Existem muitas e diferentes experiências que demonstram que entender a escola e a educação como ferramentas de formação crítica, política e humanista, é fundamental para transformar a realidade e combater as opressões, que apesar das mudanças históricas globais continuam existindo em tantos lugares. São experiências que demonstram, também, que sonhar uma outra escola, a serviço do pensamento crítico, é possível... Um sonho que, com freqüência, é bem-sucedido:
I. A Cruzada Nacional de Alfabetização, que em 2005 celebra seu 25º aniversário, reduziu a taxa de analfabetismo na Nicarágua sandinista de 50,3% para 12,9%, facilitando o acesso à leitura e à escrita a 400 mil pessoas que, assim, iniciaram itinerários diversos rumo a novas formas de saber e conhecimento e, portanto, rumo a novas formas de afirmação pessoal e coletiva.
II. A atual campanha/método “Sim, eu posso” , elaborada pelo IPLAC (Instituto Pedagógico Latino-americano e Caribenho) de Cuba que, aplicado na Venezuela, alfabetizou 1,3 milhões de pessoas em um ano e meio, com o suporte de rádio e TV-vídeo, e que trabalha a partir de uma alfabetização conscientizadora e libertadora.
III. As múltiplas redes de instituições e grupos que vão se coordenando no âmbito mundial:
a) Algumas para remodelar a proposta libertadora da educação popular.
b) Outras para promover a busca de novas formas de educação crítica e humanista. Entre os possíveis exemplos citamos a rede Alforja que, com instituições de sete países centro-americanos, busca “a incidência política através da educação popular”; a Rede Internacional de Educação para o Desenvolvimento e a Educação Popular Polygone, composta por trinta e quatro organizações da América, Ásia, África e Europa, cujo objetivo é determinar “o papel da educação como prática transformadora nas sociedades do Norte e do Sul”; o CEAAL (Conselho de Educação de Adultos da América Latina), composto por 195 organizações civis da América Latina e Caribe, que pretende ajudar a formular “o pensamento crítico, funcional para os processos alternativos do continente”; o Instituto Paulo Freire e sua vontade de promover “uma sociedade democrática e socialmente justa” a partir das propostas libertadoras e transformadoras do pedagogo brasileiro etc.
IV. A própria edição da Agenda Latino-americana Mundial, que imprime anualmente 50.000 exemplares, em vinte países e em sete idiomas, e as múltiplas campanhas de difusão, também mundiais, que gera, são um exemplo-modelo de educação popular para a consciência crítica.
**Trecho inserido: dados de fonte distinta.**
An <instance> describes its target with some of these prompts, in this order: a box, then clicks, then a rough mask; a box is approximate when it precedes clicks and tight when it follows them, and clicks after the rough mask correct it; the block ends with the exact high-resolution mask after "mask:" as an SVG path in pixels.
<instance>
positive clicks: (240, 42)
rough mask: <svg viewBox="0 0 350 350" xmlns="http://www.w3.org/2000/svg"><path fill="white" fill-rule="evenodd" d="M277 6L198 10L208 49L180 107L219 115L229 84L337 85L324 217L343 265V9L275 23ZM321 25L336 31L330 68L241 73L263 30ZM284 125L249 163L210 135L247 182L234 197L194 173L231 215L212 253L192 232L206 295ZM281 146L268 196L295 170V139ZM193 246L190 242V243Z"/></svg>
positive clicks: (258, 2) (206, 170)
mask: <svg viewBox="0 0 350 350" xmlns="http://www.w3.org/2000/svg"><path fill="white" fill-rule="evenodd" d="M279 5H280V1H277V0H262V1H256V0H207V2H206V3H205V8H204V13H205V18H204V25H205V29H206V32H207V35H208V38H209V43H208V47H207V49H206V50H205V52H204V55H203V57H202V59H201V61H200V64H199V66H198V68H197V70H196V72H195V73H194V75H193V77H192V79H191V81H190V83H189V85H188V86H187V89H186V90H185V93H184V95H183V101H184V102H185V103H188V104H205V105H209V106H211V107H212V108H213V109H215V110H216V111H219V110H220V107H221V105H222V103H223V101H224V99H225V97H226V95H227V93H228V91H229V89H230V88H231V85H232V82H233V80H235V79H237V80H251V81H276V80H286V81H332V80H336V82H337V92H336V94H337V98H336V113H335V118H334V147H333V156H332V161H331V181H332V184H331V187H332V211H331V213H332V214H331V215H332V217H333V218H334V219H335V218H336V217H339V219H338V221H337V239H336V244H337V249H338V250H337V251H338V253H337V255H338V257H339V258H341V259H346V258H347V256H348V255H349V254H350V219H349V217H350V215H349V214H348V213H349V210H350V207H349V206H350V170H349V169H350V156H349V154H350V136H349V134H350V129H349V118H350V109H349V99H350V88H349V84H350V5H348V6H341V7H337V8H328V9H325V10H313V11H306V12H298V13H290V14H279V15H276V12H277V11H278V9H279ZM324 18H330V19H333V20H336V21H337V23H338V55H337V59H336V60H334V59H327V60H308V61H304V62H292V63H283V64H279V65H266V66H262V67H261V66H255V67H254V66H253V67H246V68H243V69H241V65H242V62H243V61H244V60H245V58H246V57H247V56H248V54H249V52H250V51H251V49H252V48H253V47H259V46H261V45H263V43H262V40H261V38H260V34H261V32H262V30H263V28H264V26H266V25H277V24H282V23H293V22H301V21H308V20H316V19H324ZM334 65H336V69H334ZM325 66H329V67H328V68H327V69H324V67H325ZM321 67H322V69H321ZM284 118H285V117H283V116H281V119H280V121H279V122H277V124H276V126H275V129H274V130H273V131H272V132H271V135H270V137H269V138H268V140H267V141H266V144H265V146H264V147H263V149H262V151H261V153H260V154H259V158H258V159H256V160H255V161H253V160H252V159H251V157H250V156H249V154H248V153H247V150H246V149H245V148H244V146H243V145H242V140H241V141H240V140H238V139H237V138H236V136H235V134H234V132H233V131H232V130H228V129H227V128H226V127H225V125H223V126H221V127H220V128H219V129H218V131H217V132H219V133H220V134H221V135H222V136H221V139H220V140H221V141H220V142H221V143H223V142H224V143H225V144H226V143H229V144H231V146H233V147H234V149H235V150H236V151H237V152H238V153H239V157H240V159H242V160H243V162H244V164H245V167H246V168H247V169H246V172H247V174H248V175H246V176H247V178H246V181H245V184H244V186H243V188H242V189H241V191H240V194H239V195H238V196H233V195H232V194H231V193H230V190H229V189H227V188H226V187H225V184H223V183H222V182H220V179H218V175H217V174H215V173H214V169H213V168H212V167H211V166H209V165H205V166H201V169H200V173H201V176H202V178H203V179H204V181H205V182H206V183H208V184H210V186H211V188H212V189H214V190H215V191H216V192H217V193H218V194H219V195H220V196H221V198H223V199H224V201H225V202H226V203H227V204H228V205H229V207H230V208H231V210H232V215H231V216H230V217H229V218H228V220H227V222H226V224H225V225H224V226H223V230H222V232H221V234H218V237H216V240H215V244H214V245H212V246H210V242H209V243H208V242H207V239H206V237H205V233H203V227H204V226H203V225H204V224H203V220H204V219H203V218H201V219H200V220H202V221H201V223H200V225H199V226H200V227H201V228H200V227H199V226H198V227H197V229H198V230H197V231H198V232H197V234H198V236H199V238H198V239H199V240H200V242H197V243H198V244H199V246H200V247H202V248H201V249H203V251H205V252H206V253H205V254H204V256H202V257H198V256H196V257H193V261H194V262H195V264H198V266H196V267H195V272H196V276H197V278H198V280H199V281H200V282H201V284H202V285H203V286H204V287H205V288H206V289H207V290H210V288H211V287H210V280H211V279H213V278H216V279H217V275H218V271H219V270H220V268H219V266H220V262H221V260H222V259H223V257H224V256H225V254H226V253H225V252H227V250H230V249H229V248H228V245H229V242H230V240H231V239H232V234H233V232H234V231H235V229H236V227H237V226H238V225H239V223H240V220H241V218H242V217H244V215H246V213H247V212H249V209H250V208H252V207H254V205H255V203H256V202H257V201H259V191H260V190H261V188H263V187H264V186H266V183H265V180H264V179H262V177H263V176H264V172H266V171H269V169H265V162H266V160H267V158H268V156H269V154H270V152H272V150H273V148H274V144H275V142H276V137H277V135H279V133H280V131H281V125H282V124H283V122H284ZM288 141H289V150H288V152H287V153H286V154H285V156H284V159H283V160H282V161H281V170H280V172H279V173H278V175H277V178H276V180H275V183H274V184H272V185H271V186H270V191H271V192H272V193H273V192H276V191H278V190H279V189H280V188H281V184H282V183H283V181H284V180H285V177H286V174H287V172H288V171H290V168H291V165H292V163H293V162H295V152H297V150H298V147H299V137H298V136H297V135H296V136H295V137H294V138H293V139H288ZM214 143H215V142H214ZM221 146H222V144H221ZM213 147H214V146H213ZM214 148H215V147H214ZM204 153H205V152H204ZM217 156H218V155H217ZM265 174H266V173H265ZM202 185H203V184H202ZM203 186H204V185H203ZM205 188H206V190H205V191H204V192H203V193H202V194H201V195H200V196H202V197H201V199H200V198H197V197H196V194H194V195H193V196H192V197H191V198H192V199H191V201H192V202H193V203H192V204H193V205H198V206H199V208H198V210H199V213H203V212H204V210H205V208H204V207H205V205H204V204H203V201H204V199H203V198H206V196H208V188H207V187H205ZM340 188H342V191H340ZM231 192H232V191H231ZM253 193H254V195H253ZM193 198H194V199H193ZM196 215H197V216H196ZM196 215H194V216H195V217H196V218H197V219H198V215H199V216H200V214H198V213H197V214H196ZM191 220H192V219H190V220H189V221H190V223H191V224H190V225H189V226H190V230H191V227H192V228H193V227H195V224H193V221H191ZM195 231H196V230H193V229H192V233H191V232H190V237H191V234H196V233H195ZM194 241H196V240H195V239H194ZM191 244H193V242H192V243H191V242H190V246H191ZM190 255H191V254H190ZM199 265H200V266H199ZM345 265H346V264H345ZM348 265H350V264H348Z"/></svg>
Desde novembro de 1989, depois da queda do muro de Berlim, uma eficaz estratégia ideológica e de pensamento, edificada pelo neoliberalismo “triunfante”, tem trabalhado para fazer com que a consciência coletiva dos povos do mundo acredite que não há outra alternativa possível de organização social, senão a do próprio neoliberalismo. E conseguiu, em parte: hoje, no imaginário das pessoas, a utopia parece ter perdido crédito e força perante o pragmatismo individualista que se arrasta por trás do dinheiro e do poder.
A crise do pensamento crítico e a desorientação diante da queda das ideologias poderia sugerir – erroneamente! – que a vontade de transformação deste mundo tão desigual e injusto é impossível... Se a escola é o lugar preferível para preparar as relações sociais e humanas, é urgente uma coesa aliança global de educadoras e educadores para que seja, também, o lugar onde se comece a forjar as mudanças.
A construção de uma proposta educativa mundial, para a formação da consciência crítica e do compromisso para a transformação social, é inadiável.